Loppnow also thinks of the experience less as sensory deprivation and more as sensory enhancement.

“It’s called your interoception, your sense of your body,” he said. “You’re going to get very in tune with your breaths and your heartbeat.”

Originating in the mid-1950s, the alternative therapy is the brainchild of neuroscientist John C. Lilly. It’s been suggested as a treatment for chronic pain, anxiety, depression, addiction, insomnia and a host of other mental health conditions.

However, over the years, research has turned up mixed results with small sample sizes or studies limited to qualitative work.

A 2021 randomized clinical trials published in JAMA Network Open found no long-term benefits among 99 patients with chronic pain after five treatment sessions. A separate meta analysis of 27 studies published in the journal Psychology & Health found positive physiological effects like lower blood pressure and cortisol levels. The researchers concluded that “despite some limitations of the original studies, flotation REST can be a useful stress management tool.”

Other researchers are investigating the potential benefits of float therapy in treating anorexia, tobacco dependence, burnout, and recovery for athletes.

Float therapy is not recommended for people with new tattoos, open wounds or recently dyed hair. People with kidney disease are also advised against it.

For Loppnow, the proof is in how he feels after a float. He started the therapy in 2014 during a particularly stressful time in his life. Now he tries to float at least once a week and sees it as a preventive tool that brings some intentional quiet to his life, similar to yoga or any mindfulness-based practice.
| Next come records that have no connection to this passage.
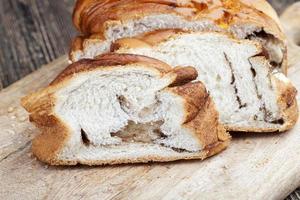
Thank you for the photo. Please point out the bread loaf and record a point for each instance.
(122, 108)
(103, 22)
(249, 94)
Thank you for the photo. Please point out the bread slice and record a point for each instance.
(103, 22)
(124, 109)
(248, 93)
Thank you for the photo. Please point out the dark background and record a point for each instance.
(35, 32)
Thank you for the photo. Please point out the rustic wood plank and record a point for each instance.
(32, 33)
(255, 167)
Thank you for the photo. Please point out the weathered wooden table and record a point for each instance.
(33, 33)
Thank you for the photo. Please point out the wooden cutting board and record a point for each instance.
(255, 166)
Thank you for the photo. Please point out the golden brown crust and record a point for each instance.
(287, 92)
(55, 133)
(90, 16)
(107, 60)
(288, 104)
(93, 17)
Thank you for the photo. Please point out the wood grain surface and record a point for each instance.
(33, 33)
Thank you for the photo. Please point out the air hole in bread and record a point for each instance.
(84, 138)
(272, 49)
(143, 133)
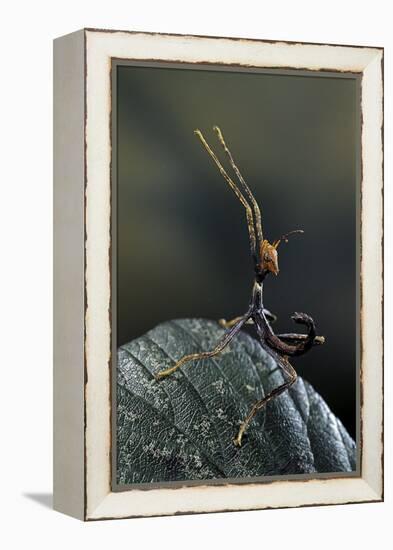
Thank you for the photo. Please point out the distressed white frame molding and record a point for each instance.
(82, 344)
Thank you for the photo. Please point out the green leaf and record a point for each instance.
(182, 427)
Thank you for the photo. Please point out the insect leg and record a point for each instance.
(291, 373)
(238, 193)
(228, 324)
(228, 336)
(296, 339)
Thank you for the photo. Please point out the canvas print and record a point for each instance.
(235, 274)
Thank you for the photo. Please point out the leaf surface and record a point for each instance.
(182, 427)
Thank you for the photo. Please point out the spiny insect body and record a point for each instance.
(265, 260)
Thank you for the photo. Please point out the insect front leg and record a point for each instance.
(228, 336)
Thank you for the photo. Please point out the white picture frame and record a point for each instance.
(82, 258)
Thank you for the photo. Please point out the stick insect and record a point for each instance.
(265, 259)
Laraño, the clinical psychologist, has also seen some of his clients gravitate toward float therapy.

“I could see the benefits of that weightlessness sensation … If they’re able to then take that and make it a part of their life where [people] can center themselves or just reconnect and ground themselves in their five senses. I can see that being an incredibly powerful thing.”

Float therapy and rage rooms can’t replace medical care or the personalized treatment a therapist can provide. However, Laraño said he’s a believer in therapeutic exercises that go beyond traditional therapy, including ones involving a sledgehammer or a float.